Blankenburger FV führt

Bei ein, zwei Schüssen bekam Germania Wulferstedt zu wenig Druck hinter den Ball. So wurde BFV-Torhüter Hartmann selten ernsthaft geprüft. Als ein Abpraller den Ball zu Effler hinaus auf den Flügel brachte, spielte der in den Fuß von Fabich. Sebastian Fabich fand die Lücke im kurzen Eck und es stand 1:0 (33.).

Es konnte zur zweiten Halbzeit nur besser werden, und das wurde es auch. Nicht aber weil Blankenburg so guten Fußball spielte, sondern weil Wulferstedt jetzt spielerisch aufdrehte. In diesem sehr engagierten Beginn der Gäste suchte der Blankenburger Matznick den Kontakt im Strafraum und fiel. Der insgesamt gute Schiedsrichter Welsch entschied auf Elfmeter. Beisch im Germania-Tor reagierte großartig, hielt den platziert getretenen Strafstoß und sorgte so für die Schlüsselszene im Spiel (49.).

Chance für Germania Wulferstedt

Wulferstedt tankte dadurch Selbstvertrauen und wurde immer frecher. In diese Phase wurde Youngster Max Stadler eingewechselt. Schon sein erster Ballkontakt ließ eine wunderbare Flanke auf Schütze entstehen. Im Rücken des Keepers kam Schütze zum Abschluss, ein Spieler klärte aber noch auf der Linie (58.).

Lange dauerte es nicht bis zum Erfolg. Wulferstedt hatte eine Reihe von Eckstößen. Der BFV stand unter Druck. Dann die „Stadler-Connection“ zum umjubelten Ausgleich: Sebastian Stadler spielte Cousin Max Stadler frei, der nicht im Abseits stand, durchlief und Hartmann zum 1:1 tunnelte (62.). Den Blankenburgern war klar, dass sie sich jetzt entweder befreien müssen, oder weitere Treffer kassieren werden.

Blankenburger FV dreht das Spiel

Der Lauf der Dinge passte zu einem Tabellenführer, der das Glück auf seiner Seite hatte. Wieder war es eine Einzelleistung von Fabich, dessen Flachschuss aus spitzem Winkel gezielt im langen Eck eintauchte (2:1, 71.).
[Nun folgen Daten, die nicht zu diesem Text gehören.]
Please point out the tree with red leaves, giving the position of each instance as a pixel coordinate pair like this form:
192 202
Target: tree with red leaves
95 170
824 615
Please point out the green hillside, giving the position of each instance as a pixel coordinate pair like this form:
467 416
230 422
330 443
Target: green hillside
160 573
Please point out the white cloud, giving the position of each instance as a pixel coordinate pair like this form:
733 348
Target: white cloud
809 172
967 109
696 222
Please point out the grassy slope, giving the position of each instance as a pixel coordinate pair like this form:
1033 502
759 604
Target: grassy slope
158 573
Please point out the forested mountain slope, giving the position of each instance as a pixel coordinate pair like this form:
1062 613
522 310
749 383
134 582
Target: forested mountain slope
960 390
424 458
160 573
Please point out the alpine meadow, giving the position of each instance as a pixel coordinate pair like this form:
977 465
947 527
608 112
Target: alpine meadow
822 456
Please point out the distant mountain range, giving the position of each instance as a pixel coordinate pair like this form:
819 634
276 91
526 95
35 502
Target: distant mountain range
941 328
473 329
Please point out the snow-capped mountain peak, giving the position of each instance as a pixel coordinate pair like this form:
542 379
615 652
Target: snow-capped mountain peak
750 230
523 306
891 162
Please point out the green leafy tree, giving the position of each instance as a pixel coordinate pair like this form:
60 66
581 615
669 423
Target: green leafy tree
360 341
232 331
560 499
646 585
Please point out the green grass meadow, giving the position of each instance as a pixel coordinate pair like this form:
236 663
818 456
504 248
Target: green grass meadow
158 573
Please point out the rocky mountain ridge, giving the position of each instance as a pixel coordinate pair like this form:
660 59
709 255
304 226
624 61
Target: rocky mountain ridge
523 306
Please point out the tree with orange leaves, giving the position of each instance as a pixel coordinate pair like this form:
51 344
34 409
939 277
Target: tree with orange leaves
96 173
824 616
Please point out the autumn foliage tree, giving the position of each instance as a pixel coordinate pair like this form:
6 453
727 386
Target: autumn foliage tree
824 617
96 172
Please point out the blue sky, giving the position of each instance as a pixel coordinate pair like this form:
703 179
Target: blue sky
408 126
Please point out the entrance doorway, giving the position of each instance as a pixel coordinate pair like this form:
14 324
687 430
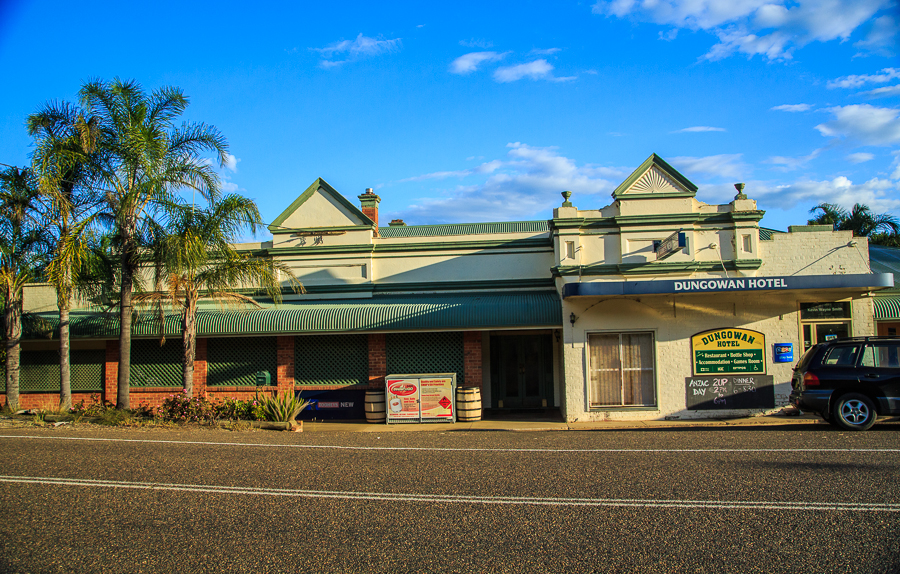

Wulferstedt erhöhte den Druck. Yves Reiser wurde eingewechselt, kam für Verteidiger Daniel Brunke. Leider erlitt Reiser das gleiche Schicksal wie gegen Seeland. Dieses Mal einige Minuten länger auf dem Platz, verletzte er sich wieder am linken Knie und musste vom Platz getragen werden.

Wieder musste Wulferstedt dezimiert zu Ende spielen (zehn Spieler ab der 80. Minute). Sebastian Stadler zwang Hartmann mit sattem Schuss zu einer Parade. Der Ball war noch im Strafraum heiß und Schütze wurde von hinten von den Beinen geholt. Was der Schiedsrichter erst durchgehen lassen wollte, bewertete der Assistent korrekt. Nach Rücksprache mit dem Linienrichter gab es Strafstoß. Ilsmann behielt die Nerven und verwandelte sicher zum 2:2 (83.).

Der Punktverlust kratzte Blankenburg an der Ehre, und so wurde noch einmal alles vom Tabellenführer versucht. Das war riskant, denn auch Wulferstedt hätte in der dreiminütigen Nachspielzeit noch treffen können.

Germania Wulferstedt: Beisch – Ilsmann, Zimmermann, Dreyer, Reimann (65. Charwat), Brunke (75. Reiser), Jahn (57. Max Stadler), Schütze, Sebastian Stadler, Rzehaczek, Dilge

Torfolge: 1:0 Fabich (33.), 1:1 Max Stadler (62.), 2:1 Fabich (71.), 2:2 Ilsmann (FE, 83.)